Improvvisamente comparve nella sua testa l'immagine dei Mangiamorte che ordinavano un sacco di pizze per uno dei loro incontri e Harry iniziò a ridacchiare, immaginando un mucchio di uomini coperti da maschere discutere sul condimento da ordinare.

“Qualunque sia il pensiero depravato per cui stai ridendo, ti suggerisco di rimuoverlo dalla tua mente prima che lo faccia io”, disse una voce annoiata alle spalle di Harry, che si spaventò a morte.

Harry si accigliò e si mosse per iniziare a strofinare le credenze. “Non posso neanche ridere per qualcosa?”.

Piton prese il suo pesante atlante della Bretagna e guardò apertamente verso Harry prima di stendere le braccia a lato del tavolo e far cadere il libro. Sbatté intensamente sul pavimento, facendo saltare Harry e sibilare al suono. Imprecò e versò acqua su se stesso, qualcosa che Piton avrebbe potuto vedere quando si fosse girato rabbiosamente.

“Troppo forte, Potter?”. Piton gli fece un sorriso beffardo e fece cadere un altro libro sul tavolo. “Non riesco a immaginare perché ti faccia male la testa in questo momento”.

Harry si voltò verso le credenze della cucina e le attaccò con rinnovato rigore.

“Onestamente credo che a lei piaccia provocare dolore alle persone”.

“Così dicono le voci”, replicò Piton tranquillamente. “Personalmente lo considero un bonus quando insegno una lezione”.

“Quale lezione?”, lo derise Harry. “È estate, signore”.

“Sì, beh, pur essendo restio a pensare che tu possa imparare qualcosa durante l'estate, dopo il tuo comportamento dell'ultima notte sembra che tu abbia bisogno di chiarimenti sul modo responsabile di bere, Potter”.
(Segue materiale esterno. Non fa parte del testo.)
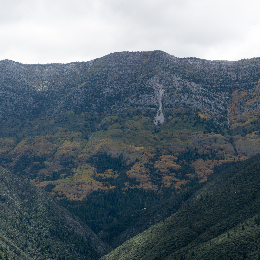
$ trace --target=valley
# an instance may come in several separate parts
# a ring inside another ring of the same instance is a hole
[[[258,58],[160,51],[66,64],[0,61],[1,196],[21,196],[23,182],[42,198],[1,201],[3,257],[229,259],[244,251],[256,259],[259,68]],[[40,210],[56,209],[47,222],[35,207],[49,201]],[[21,231],[22,214],[31,225]],[[8,235],[17,238],[8,244]]]

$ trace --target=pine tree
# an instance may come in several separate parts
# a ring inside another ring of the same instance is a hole
[[[245,258],[246,257],[246,254],[245,253],[245,250],[244,249],[243,249],[243,252],[242,253],[242,255],[243,255],[243,256]]]

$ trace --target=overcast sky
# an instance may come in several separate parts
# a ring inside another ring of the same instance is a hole
[[[260,56],[260,1],[0,0],[0,60],[87,61],[122,51]]]

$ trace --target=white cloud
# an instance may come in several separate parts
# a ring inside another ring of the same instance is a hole
[[[156,49],[210,60],[260,56],[258,1],[0,3],[1,60],[67,62]]]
Piton aprì un altro atlante e iniziò a scrivere delle note.

“Quindi, sto pulendo la cucina perché l'ho insultata e perché ieri mi sono ubriacato”.

Harry si mosse verso gli armadietti più bassi, prendendo un panno pulito e fresco per loro.

“È anche una punizione per aver curiosato nel mio Pensatoio, poiché, come Merlino sa, non riceverò mai delle scuse per quello”. Piton lo guardò di traverso, richiamando per lui una scopa per il pavimento.

Harry era abbastanza intelligente da non commentare quella piccola disavventura o il fatto che quella volta Piton gli avesse lanciato un barattolo di scarafaggi in testa.

Harry asciugò l'acqua sporca delle ante dell'armadietto inferiore, pensando alla situazione in cui era finito. Ubriacarsi la notte prima non aveva sicuramente risolto niente e Harry non era completamente certo di quale fosse il motivo del bere in quel modo. Dudley si era vantato spesso di come lui e i suoi amici non potessero ricordarsi nulla dopo una notte di bevute, ma Harry ricordava la sua notte abbastanza bene.

Troppo bene, in realtà, e si maledisse mentre un rossore aumentava sul suo viso. Non solo Piton l'aveva visto ubriaco, ma l'uomo l'aveva anche visto rimettere l'anima, avere una doccia umiliante e svenire nel letto.

D'altra parte era stato Piton a farlo rimettere.

Almeno, comunque, stare intorno a Piton gli assicurava di ricevere risposte sincere. Nonostante tutto il suo sarcasmo e le sue osservazioni odiose nei confronti di Harry, Piton gli diceva le cose esattamente come stavano, nel modo più schietto possibile.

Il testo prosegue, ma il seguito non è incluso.